Photo of a smiling Black police officer leaning against the door of his police car

When we think “copaganda,” we often think of the Dragnets, Blue Bloods, the Law & Orders, Cops, and Chicago P.Ds. of the world. And for good reason. These types of shows are usually held in high regard by law enforcement, sometimes collaborating directly with police departments.

This collaboration benefits both parties; production may benefit from perks like closing off streets for filming or police presence on set. In exchange, police get one important perk, a perk that helps shape how the public views policing: good PR.

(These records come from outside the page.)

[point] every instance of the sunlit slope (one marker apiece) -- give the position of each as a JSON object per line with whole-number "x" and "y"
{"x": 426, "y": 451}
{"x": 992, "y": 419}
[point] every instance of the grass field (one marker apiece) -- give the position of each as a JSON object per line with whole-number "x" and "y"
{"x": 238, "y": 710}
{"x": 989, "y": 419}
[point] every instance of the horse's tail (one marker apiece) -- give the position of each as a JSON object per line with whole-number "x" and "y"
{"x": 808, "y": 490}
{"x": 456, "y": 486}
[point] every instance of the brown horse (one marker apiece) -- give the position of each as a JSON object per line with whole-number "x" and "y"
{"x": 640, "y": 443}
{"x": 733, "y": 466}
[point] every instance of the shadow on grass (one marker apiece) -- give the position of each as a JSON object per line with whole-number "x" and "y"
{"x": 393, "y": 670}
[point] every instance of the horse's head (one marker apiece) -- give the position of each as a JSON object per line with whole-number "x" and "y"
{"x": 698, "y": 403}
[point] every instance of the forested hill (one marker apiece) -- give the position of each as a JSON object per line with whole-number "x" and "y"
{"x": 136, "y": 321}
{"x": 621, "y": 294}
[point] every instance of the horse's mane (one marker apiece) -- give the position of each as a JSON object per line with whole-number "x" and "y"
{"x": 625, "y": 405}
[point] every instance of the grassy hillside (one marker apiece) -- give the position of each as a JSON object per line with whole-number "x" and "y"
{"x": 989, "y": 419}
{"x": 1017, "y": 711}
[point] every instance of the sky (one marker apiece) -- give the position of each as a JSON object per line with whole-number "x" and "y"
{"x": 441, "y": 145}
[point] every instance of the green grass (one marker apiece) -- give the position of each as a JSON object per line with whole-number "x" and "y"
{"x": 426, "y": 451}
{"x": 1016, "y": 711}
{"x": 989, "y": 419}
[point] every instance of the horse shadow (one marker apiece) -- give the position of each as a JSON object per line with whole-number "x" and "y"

But these most blatant instances of copaganda are hardly the only instances. What about those sneaky little moments, the helpful cop characters; the action hero former cops; the sci-fi buddy cops; the well-meaning, pro-equality bunny cops?

This list is focused on those: the harder-to-recognize but nonetheless impactful instances of copaganda in media that shape the way the public views policing and how it functions.

Let’s begin.

Disclaimer: I like a lot of the media on this list, and I am not saying that all of them are agenda-having copaganda, or are intentionally working to shape the narrative around policing. These are individual instances of copaganda presented to the audience in subtle ways—ways that don’t seem very meaningful on the surface, or may not have been considered copaganda even by the creators themselves.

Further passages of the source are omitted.